To give an example, major Canfor shareholder and billionaire Jim Pattison has recently announced that he aims to take the company private and invest more in operations in the U.S. rather than Canada where Canfor was established. This, of course, is happening at a time when Canfor is closing or curtailing mills across British Columbia. Pattison neither founded nor built Canfor but rather is a global financier who, along with other financiers, took the company over some years ago and, since then, has reaped huge revenue from the workforce and the forests of the province.
But who actually built the company? In reality, it has been the tens of thousands of workers, contractors, and other forestry personnel who have run its diverse operations and whose labour acting on nature has created huge added value for corporate and government coffers over many years. In addition, communities in the province have provided infrastructure and services; universities and colleges have trained foresters and scientists; governments have provided all sorts of handouts, as well as access to the rich forest resource through the granting of lucrative timber rights.
Yet, despite of all this, billionaire financier Pattison gets to make major decisions that nullify this tremendous contribution and everyone else gets no say. How can it be that the revenue and profit generated from British Columbian communities is being ripped away and invested in other countries rather than being reinvested here to diversify and secure all-sided local economies?
As Mackenzie Mayor Joan Atkinson has put it, “for one individual to have that much control … I’m not sure how that’s going to play out … Trees belong to the people of the province” (CBC News, Aug. 12, 2019).
To add insult to injury, after Canfor closed mills and curtailed operations across the Interior, Pattison chided the B.C. government for not doing enough to help the communities affected (The Globe and Mail, Sept. 30, 2019).
The workforce and communities are not only alienated from having any kind of control over the forest industry, but they are also alienated from the forest resource itself. Workers work in the forests and mills, communities are surrounded by vast forests, and community members engage in recreation and other activities in the bush, yet we have little or no say about the health of the forests, wildlife and the environment as a whole. It is an unnatural situation. Communities should have the closest symbiotic relation with their forests. But under current arrangements, they cannot.
This double alienation from the forest industry and the forest resource itself is at the heart of the problems we face today.
How can this alienation be overcome? There is a deep, longstanding desire by Indigenous and non-Indigenous communities to have more say and more control over the forest industry and the forests themselves.
Indeed, this is the direction we, as a province, need to embark on.

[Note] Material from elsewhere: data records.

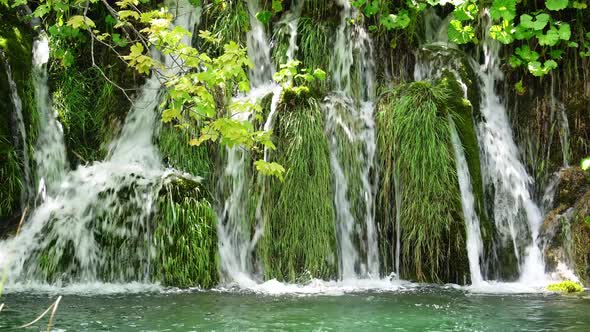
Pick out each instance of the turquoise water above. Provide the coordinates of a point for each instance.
(426, 309)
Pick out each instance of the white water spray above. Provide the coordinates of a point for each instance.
(504, 170)
(112, 200)
(50, 152)
(350, 123)
(20, 135)
(474, 241)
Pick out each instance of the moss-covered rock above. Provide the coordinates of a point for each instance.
(414, 142)
(15, 46)
(566, 287)
(299, 227)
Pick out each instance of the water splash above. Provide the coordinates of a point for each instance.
(505, 172)
(50, 152)
(19, 135)
(95, 221)
(350, 127)
(474, 241)
(235, 239)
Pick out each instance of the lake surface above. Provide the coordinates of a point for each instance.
(415, 309)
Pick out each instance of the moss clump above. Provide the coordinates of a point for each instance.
(414, 142)
(299, 230)
(566, 287)
(185, 241)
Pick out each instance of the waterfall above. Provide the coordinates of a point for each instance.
(95, 220)
(505, 172)
(474, 242)
(236, 243)
(20, 135)
(50, 152)
(350, 126)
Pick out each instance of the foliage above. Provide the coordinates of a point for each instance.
(414, 142)
(186, 243)
(545, 29)
(196, 84)
(299, 232)
(565, 287)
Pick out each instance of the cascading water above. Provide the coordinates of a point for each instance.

Community control of our forests is the order of the day. The community forest concept has been a step in that direction. However, the types of community control needed are much broader and more extensive than that. Communities, both Indigenous and non-Indigenous, must be in control of the forests in their regions, including timber rights. And working people must have a say in what happens to the productive forces in the forest industry.
Yes, there remains an important role for the province in environmental and other types of regulation. But control over the forests must shift from the near powerless state of communities today to one in which communities play the major role in decisions about forest planning and management, and can address their specific situations.
Furthermore, we also need legislation that requires more reinvestment by corporations in local operations and communities and which enshrines rights for workers when these corporations decide to close operations or make other plans regarding the productive forces.
To accomplish these objectives, we need a new direction for forestry and new forms and mechanisms of democratic community governance. There are various models in the world today and others that could be developed. Let’s take the opportunity to discuss this new direction, end this double alienation, build thriving communities and healthy forests, and get more value out of the wood.